Odds and ends from the inbox:

I've frequently mentioned Aimee Mann's Christmas album, One More Drifter in the Snow, this holiday season. Aimee did a live show in San Francisco a while back, featuring songs from the album--and it's streaming online, with interviews, special guests, and other stuff, here. (I am liking her Christmas tunes more the more I listen to them, but I have to say this about the album--it has the worst cover I've ever seen, bar none. It's hideous.)

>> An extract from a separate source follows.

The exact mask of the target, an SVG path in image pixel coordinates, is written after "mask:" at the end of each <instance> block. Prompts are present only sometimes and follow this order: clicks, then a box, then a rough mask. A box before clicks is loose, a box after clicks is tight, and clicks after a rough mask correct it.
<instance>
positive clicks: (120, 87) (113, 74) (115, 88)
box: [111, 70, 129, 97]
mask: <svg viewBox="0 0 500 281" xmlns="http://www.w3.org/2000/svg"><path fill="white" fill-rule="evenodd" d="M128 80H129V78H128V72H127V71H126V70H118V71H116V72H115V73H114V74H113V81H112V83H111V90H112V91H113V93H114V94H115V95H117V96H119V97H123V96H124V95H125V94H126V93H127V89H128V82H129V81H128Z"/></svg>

One of the greatest of all Christmas records is the Drifters' "White Christmas," a classic doo-wop recording from 1954 featuring the magnificent wail of Clyde McPhatter. It's been hilariously set to animation here. (The animation has been around for a few years, apparently, and if you haven't seen it already, somebody will probably be e-mailing you the link before Christmas. That's how I got it.)

If you dig the Drifters' take on Christmas, AK at Soul Shower is your daddy. He's put up a mix of R&B Christmas classics that made my jaw drop when I first saw it. Some are well known, some are rare, but all are worth downloading.

If time permits, between now and Christmas I'll have a podcast featuring a few of my personal Christmas music essentials.

One More Thing: We must note the passing of Ahmet Ertegun, co-founder of Atlantic Records, who died Thursday at age 83. He's the second major figure in Atlantic's history to die in 2006--producer Arif Mardin died in June. Ertegun is not just important to one record label--even more so than with Mardin, his career touched upon those of nearly everybody who's anybody in popular music. Tributes here, from the Stepfather of Soul (thanks for the shoutout, Jason) and Dave Marsh and Fred Wilhelms at Holler If Ya Hear Me.


At 10:05 AM, Blogger The Stepfather of Soul said...

The Marsh/Wilhelms piece you linked to is very interesting, and grounds the story of the man to the story of "The Man," as it were. It reminded me - and I suppose I should write about it more when I do my posts - that the story of soul music is often a bittersweet one, as so many artists didn't get all the financial rewards they should've received, but such "cheating" was a normal, regular part of the business.